Wednesday, April 25, 2001
Black Jack / ***1/2 (2001)
“Black Jack” opens with a stroke of intrigue as curious eyes from every corner of the globe trot to their television sets to capture a glimpse of the “Atlantis Olympics,” in which jaws are being dropped at the unexpected sight of all sorts of event records being broken at an alarming pace. We are told that this development is all caused by a new theory that a selection of humanity has leaped forward genetically, breaking free from ordinary physical constraints and allowing people to accomplish tasks we never thought possible (suggested, for instance, is that a 90-pound woman can now pick up a car to save her trapped child underneath if she had to). What caused this drastic evolution, exactly? That is, needless to say, up to speculation by those who observe the leap, but none of them seem as alarmed by the changes as many of us in the real world would be.
Meanwhile on the opposite side of the world, isolated by shadows and fog, is the mysterious world of Dr.
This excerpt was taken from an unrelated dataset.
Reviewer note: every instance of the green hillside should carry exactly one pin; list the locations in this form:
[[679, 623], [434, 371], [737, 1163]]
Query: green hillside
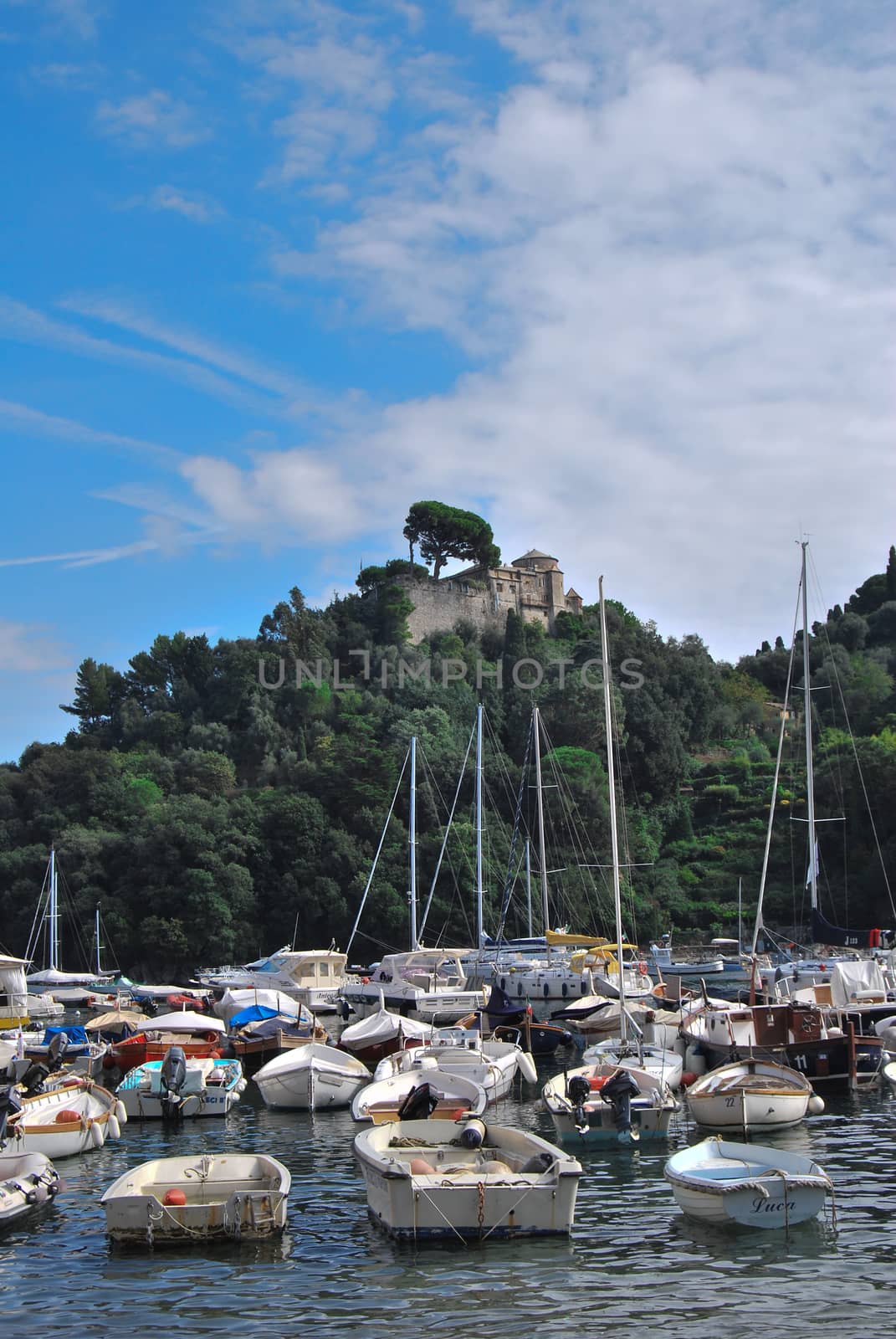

Black Jack, a man whom, the tagline suggests, is “a surgeon with the hands of God.” Spoken of in whispers by his peers, the medical genius wanders the globe like a freelance guardian angel, saving anyone under his care from close brushes with death and often performing difficult surgeries that would be considered too risky even for the best surgeons. Unfortunately, his extraordinary talents are threatened by his rebellious reputation, for the doctor, despite tremendous experience and courage, is not officially licensed. That, of course, means his practice is greatly undermined, but it doesn’t stop him from being hired by doctors with very delicate cases.
As these two plots begin to build up, they cross paths to create what is perhaps one of the most compelling stories told in an animated motion picture: one that has its viewers wandering through the shadows and looking for answers to a very complex and absorbing mystery. The movie is a very effective endeavor that also carries some very socially significant messages as well, especially in an era when both science and medicine are making broad leaps of their own.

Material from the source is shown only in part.